Environment Care: Do not delete flags or intentionally damage challenge environments (e.g., deleting files in a web shell) that would prevent others from solving the task.
Respect the Community: Maintain a professional and respectful demeanor toward fellow participants and organizers.
Hints & Tips: If someone is stuck, feel free to give a nudge or a tip, but never the flag.
Organizers' Word: The organizers’ decisions are final. Rules may be updated during the event if necessary.
The organizers reserve the right to monitor platform traffic and logs. The following actions will result in immediate disqualification and a permanent ban from SDU CTF:
Flag Hoarding/Dumping: Attempting to submit a large volume of flags in the final minutes of the competition to "snipe" the leaderboard is highly discouraged. While not always a ban offense, it may lead to a closer audit of your solutions.
Collusion: Any evidence of teams or individuals working together to manipulate the leaderboard or bypass challenge restrictions.
Infrastructure Attacks: Any attempt to DDoS, brute-force the CTFd login, or gain unauthorized access to the competition backend.

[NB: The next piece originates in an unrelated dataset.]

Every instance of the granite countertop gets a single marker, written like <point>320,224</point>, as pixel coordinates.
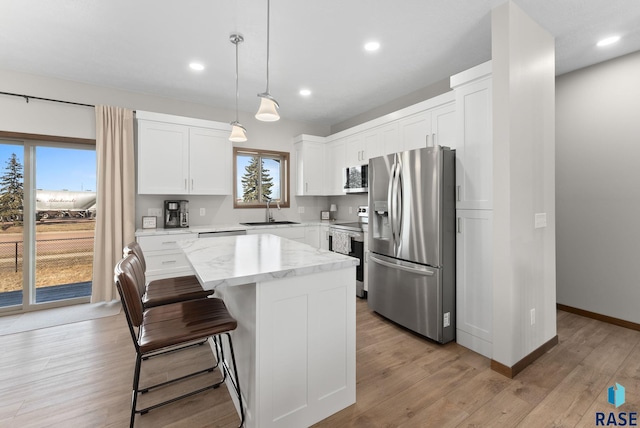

Social Engineering: Attempting to trick organizers or other participants into giving away flags or hints through deception.
Public Write-ups: Publishing solutions or walkthroughs on blogs, GitHub, or social media before the competition has officially ended.
Note: All suspicious activity will be reviewed by the SDU CTF admin team. The organizers' decisions are final and non-negotiable.
Unless otherwise specified in the challenge description, all flags follow this format:
cycnet{FL4G_3XAMPL3}
Have fun, learn something new, and happy hacking!